Figures algériennes, texte et illustrations Halima Guerroumi, préface de Wassyla Tamzali, Orients Editions, 2021, 95 p.
Cela pourrait-être un beau cahier au papier épais que l‘on garde longtemps avec soi, où l‘on écrit ses secrets, citations, remarques, bons mots, croquis et autres traces ; plutôt un carnet de voyages empli d’aquarelles, d’arabesques, de paysages aux ocres affolants. On se dit qu‘il doit faire partie d’une collection à acquérir, à garder et à transmettre. C’est le désir concret de Halima Guerroumi devenue mère donnant à son enfant les clés du matrimoine pour que l’Histoire se poursuive peuplée de figures historiques et actuelles. Pour savoir d’où l‘on vient. En ces temps agités, flous et violents, l’entreprise est importante et nécessaire pour tous, hommes et femmes, garçons et filles de tous pays.

Un point commun relie toutes ses pages : ce sont des portraits de femmes, de femmes algériennes. Elles sont quarante-trois, la plupart connues (Assia Djebar, Cheikha Remitti, Djamila Boupacha...) et d’autres moins (Katia Bengana, Kadra, Lalla Zineb…),« elles ont construit l‘Algérie » dit l‘auteure, et ce du IVème siècle à nos jours.
Tin Hinan, la voix royale
Il s’agit de l’inaugurale du livre, celle qui a ouvert la voix et la voie, elle serait considérée comme la reine fondatrice par sa lignée du peuple touareg, elle a traversé le désert, quittant le Maroc pour le Hoggar d’Algérie : au IV ème siècle le délimité géographique était différent, la terre était une, poreuse, immense, dangereuse et meurtrière.
En 1925 à Abalessa (Hoggar, Algérie) une mission franco-américaine composée d’archéologues ont découvert un mausolée de femme. Cette tombe royale a été estimée datant du IVème ou Vème siècle, elle serait attribuée à celle de Tin Hinan.


(Wassyla Tamzali est avocate à la Cour d’Alger après la guerre d’indépendance. Elle entre à l’UNESCO en 1979 travaillant sur les droits des femmes, avant d’y diriger la promotion de la condition des femmes en Méditerranée en 1996. Auteur à succès, elle se consacre aussi aux Ateliers Sauvages, un centre d’art qu’elle a fondé en 2015 à Alger).
En réalité, toutes ces femmes et tant d’autres sont des battantes, des résistantes face au patriarcat, au colonial, aux invasions, des pionnières aussi parce que l’Algérie est une jeune nation à l’histoire millénaire, traversée par des strates et des strates de peuples qui l‘ont convoitée, meurtrie et colonisée.
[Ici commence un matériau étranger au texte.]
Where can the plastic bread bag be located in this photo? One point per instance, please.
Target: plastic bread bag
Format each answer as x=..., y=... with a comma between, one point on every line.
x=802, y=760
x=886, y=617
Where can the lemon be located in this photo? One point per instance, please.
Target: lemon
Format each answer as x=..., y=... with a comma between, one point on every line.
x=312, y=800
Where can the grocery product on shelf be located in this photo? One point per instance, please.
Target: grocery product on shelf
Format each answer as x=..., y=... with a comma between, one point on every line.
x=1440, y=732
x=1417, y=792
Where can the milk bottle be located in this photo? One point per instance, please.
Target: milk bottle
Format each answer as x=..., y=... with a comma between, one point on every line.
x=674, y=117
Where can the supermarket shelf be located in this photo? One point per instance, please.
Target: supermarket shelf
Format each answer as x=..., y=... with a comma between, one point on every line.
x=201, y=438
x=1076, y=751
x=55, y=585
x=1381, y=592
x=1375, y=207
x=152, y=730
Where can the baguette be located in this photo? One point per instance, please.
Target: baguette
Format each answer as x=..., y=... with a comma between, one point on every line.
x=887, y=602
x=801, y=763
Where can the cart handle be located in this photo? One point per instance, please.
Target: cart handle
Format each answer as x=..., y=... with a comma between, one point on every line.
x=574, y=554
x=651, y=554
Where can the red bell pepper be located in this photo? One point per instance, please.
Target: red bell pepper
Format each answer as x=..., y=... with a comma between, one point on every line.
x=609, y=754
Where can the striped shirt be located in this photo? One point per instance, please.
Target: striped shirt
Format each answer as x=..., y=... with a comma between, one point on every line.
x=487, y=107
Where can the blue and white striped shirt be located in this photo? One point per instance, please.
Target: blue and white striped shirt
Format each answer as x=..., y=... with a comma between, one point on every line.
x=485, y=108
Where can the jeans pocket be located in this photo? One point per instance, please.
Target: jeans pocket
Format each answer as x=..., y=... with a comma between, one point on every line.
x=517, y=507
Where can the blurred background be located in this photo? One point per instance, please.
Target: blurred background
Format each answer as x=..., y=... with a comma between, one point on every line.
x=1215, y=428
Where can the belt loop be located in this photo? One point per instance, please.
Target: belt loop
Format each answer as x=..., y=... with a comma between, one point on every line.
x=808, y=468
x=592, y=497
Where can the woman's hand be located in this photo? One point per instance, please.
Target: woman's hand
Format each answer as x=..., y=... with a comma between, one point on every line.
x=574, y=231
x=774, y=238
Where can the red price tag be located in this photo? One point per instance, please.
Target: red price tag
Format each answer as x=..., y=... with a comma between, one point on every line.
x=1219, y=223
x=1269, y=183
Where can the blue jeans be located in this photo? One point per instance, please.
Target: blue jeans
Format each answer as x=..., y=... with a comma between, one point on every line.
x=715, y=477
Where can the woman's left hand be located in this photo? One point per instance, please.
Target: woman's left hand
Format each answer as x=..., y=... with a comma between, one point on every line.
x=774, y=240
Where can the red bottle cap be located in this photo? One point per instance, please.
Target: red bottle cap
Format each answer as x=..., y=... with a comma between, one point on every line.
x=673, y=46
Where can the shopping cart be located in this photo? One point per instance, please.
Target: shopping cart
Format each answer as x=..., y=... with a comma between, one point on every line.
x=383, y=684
C’est beau, c’est émouvant de voir ces femmes aux couleurs intenses de ce pays aimé, idéalisé, conquis, porté en offrande ou en bandoulière sur des visages aux joues rouges parfois, au regard droit ou absent, cerné, au nez pyramidal comme une marque de fabrique.
Cette réalisation est belle, elle se lit lentement pour faire durer le plaisir de la découverte ou de la confirmation des femmes choisies. Cela fait un bien fou de savoir qu‘elles existent ou ont existé pour elles et pour nous, lecteurs et lectrices d’aujourd’hui et de demain.
Sur la page de couverture il y a un signe, une petite étoile avec un cœur rouge qui se retrouve tout au long de la promenade sur le site de la maison d’éditions Orients, des orients comme des personnages, des réalités, des paysages, des rencontres, des réminiscences, des vœux et des désirs à développer. « Celui qui s’oriente sur l’étoile ne se retourne pas. »Léonard de Vinci.
Orients, la maison d’éditions fondée en 2013 n‘a rien à envier aux maisons plus anciennes, elle a choisi de « mettre en lumière la diversité des courants de pensée mais surtout leurs convergences ».
Les ouvrages édités par Orients, Ysabel Saïah-Baudis« visent délibérément le grand public. La place faite à la photo, au dessin, à la caricature, le format parfois ramassé, le prix modique : tout tend à séduire « les jeunes, les paresseux, les gens pressés ». Impossible d’ignorer ces segments de la société quand on veut jeter des ponts entre les peuples et briser des préjugés séculaires… Bref, la paix et la solidarité par la connaissance et l’estime : tel pourrait être le mot d’ordre d’Orients et de sa fondatrice ». (Extrait du texte de Marc Yared sur le site de la maison Orients Editions).
Un très beau programme !
Félicitons l‘auteure Halima Guerroumi, Wassyla Tamzali pour sa préface lumineuse et leur éditrice pour ce très bel ouvrage qui fait voyager, espérer et comprendre.